If you already have pipx, this can be as simple as `pipx install shaarli-client`.
Make sure you set up the configuration file for the client properly. Place the
location of the binary into `agaetr.ini`.
If no configuration is specified in the ini, the default config in `$XDG_DATA_HOME/shaarli/client.ini` will be used.
#### Wallabag (output)
Install and set up [Wallabag-cli](https://github.com/Nepochal/wallabag-cli).
If you already have pipx, this can be as simple as `pipx install wallabag-client`.
Place the location of the binary into `agaetr.ini`.
Note that shorteners and wallabag don't get along all the time.
#### Mastodon via toot
Install and set up [toot](https://github.com/ihabunek/toot/).
If you already have pipx, this can be as simple as `pipx install toot`.
Place the location of the binary into `agaetr.ini`.
Specify the account to use (see all accounts with `toot auth`) in `agaetr.ini`:
`mastodon = username@mastodon.example.com`
#### Bsky via bsky
We use [bsky](https://github.com/mattn/bsky) for Bluesky.

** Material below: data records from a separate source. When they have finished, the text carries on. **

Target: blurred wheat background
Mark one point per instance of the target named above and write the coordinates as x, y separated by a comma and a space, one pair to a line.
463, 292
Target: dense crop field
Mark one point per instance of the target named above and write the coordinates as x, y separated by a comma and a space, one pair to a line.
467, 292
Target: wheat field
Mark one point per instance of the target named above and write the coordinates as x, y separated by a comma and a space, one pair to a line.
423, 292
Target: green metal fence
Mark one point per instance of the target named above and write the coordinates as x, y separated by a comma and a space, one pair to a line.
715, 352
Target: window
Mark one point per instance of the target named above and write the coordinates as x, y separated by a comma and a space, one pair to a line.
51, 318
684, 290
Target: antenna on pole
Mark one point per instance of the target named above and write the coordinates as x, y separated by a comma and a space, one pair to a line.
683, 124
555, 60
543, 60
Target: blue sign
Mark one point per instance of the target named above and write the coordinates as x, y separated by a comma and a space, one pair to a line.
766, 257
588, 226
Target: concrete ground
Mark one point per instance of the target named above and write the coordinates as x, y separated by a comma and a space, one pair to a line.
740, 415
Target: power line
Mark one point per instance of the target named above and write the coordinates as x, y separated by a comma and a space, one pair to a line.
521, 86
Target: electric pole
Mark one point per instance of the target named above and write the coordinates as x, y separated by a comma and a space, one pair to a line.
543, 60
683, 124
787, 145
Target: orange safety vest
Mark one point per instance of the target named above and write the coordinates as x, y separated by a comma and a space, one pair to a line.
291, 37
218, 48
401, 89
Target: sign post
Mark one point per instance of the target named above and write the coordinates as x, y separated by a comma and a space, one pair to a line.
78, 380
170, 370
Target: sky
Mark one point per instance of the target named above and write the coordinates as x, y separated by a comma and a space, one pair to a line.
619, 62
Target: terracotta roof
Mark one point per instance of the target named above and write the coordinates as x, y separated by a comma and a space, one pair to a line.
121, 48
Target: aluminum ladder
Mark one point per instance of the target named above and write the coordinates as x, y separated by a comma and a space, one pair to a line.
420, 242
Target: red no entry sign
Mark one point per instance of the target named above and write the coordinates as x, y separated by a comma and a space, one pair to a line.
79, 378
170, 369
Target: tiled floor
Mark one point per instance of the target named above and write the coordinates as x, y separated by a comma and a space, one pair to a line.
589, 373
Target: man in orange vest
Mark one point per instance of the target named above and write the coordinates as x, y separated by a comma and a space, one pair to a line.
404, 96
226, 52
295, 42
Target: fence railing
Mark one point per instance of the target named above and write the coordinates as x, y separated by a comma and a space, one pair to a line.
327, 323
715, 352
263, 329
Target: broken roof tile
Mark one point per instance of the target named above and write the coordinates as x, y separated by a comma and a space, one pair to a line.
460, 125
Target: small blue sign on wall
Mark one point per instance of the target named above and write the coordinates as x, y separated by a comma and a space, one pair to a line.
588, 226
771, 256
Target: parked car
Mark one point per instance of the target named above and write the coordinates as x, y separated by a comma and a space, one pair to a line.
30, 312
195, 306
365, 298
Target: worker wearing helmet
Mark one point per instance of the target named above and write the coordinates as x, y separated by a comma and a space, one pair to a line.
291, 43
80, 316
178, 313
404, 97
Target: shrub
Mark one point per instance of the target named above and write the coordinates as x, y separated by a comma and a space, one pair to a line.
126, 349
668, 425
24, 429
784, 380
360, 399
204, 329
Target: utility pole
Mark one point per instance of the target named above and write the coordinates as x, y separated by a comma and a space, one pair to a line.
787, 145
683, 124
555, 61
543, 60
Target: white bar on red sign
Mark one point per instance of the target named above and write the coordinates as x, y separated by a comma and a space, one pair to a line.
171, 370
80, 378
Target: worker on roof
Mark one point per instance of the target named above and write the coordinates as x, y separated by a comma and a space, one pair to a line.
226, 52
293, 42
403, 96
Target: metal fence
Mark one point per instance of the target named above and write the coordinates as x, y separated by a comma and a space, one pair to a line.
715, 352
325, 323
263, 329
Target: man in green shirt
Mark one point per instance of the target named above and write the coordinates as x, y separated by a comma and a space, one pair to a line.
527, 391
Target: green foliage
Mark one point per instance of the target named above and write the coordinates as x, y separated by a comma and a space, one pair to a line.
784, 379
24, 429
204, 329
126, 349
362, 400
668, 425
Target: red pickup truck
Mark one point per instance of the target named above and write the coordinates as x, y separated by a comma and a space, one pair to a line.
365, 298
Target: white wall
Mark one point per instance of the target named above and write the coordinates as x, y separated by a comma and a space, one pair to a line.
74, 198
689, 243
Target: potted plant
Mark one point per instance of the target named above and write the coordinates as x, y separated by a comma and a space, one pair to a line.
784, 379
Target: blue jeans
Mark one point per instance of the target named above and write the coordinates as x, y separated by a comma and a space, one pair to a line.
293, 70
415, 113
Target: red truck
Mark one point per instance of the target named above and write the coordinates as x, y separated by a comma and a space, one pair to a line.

You can download the
binary from the [releases](https://github.com/mattn/bsky/releases) page.
Install as per the directions, place the location of the binary into `agaetr.ini`.
Note that if you're specifying an alternate (self-hosted) AT host, that should go *before*
the handle and password when performing the `login` command.
#### Pixelfed via toot
Install and set up [toot](https://github.com/ihabunek/toot/).
If you already have pipx, this can be as simple as `pipx install toot`.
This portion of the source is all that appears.